A Morning at Trump Tower With the Ghosts of Ivanka Trump's Personal Brand 

NewsPolitics

Ivanka Trump announced last week that she would be shuttering her eponymous fashion brand, a decision made out of reported frustration with restrictions put in place to avoid conflicts of interest while working in the White House. As of July 28, though, as Business Insider reported, her last brick-and-mortar outpost was still open in the vulgar beating heart of the Trump empire—Trump Tower itself. And so off I went, to inspect the ruins.

Once upon a time, I had fond feelings for Trump Tower, a utilitarian kind of haven for a person with time to kill: It had an easily accessible public restroom for which the lines were never too long, even on a Saturday afternoon, and a Starbucks. Now it’s a strangely half-fortified quasi-government building, requiring you to walk through a line of cops (complete with a bomb-sniffing dog) and put your bag through an X-ray machine staffed by somebody wearing a Secret Service vest if you’re in search of a restroom or, like me, the remnants of Ivanka Trump’s life’s work.

Trump Tower is visually overwhelming, all rosy marble and brass escalators everywhere you turn. It’s like being inside one of those handheld maze toys you’d find in the waiting room of a pediatric dentist, except you are the ball bearing rolling through its passageways. At 10 in the morning, when the Ivanka Trump store would be opening, the place was reminiscent of nothing so much as the abandoned end of the mall. Visitors were limited to a few scattered international tourists.

When I finally arrived at the Ivanka Trump store—really more of a pink-lit kiosk chiseled out of the marble wall of the atrium—I was disappointed to see that it had shut down and been rebranded, apparently overnight, into yet another store selling general Trump merchandise, including teddy bears wearing Trump sweaters, Trump travel bags, and Trump bathrobes. All that was left to remind you of the eldest Trump daughter was a $28 candle with a totally unmemorable scent and a tote bag that seemed fairly nice—solid canvas, nice size, pretty floral pattern—until you opened it and the words “DREAM AND DO IVANKA TRUMP” hopped out at you like a toad from a garden shed.

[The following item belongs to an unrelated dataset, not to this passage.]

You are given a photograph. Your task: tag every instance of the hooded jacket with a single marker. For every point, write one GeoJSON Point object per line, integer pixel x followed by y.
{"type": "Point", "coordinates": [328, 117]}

Like Ivanka herself in the years since her father first announced his presidential run, the brand identity she had carefully cultivated as separate from that of her family—feminine, more cosmopolitan, less crass—had been swallowed into the greater whole.

Finding myself with time to kill, I walked downstairs to the official TRUMP PENCE merchandise store opened, run by a woman careful to inform browsers that proceeds went to the campaign and not the Republican National Committee. A shopper considered the red MAKE AMERICA GREAT AGAIN hat in her hands; “I like the camouflage one, and it doesn’t stand out as much,” another browser commented to a companion.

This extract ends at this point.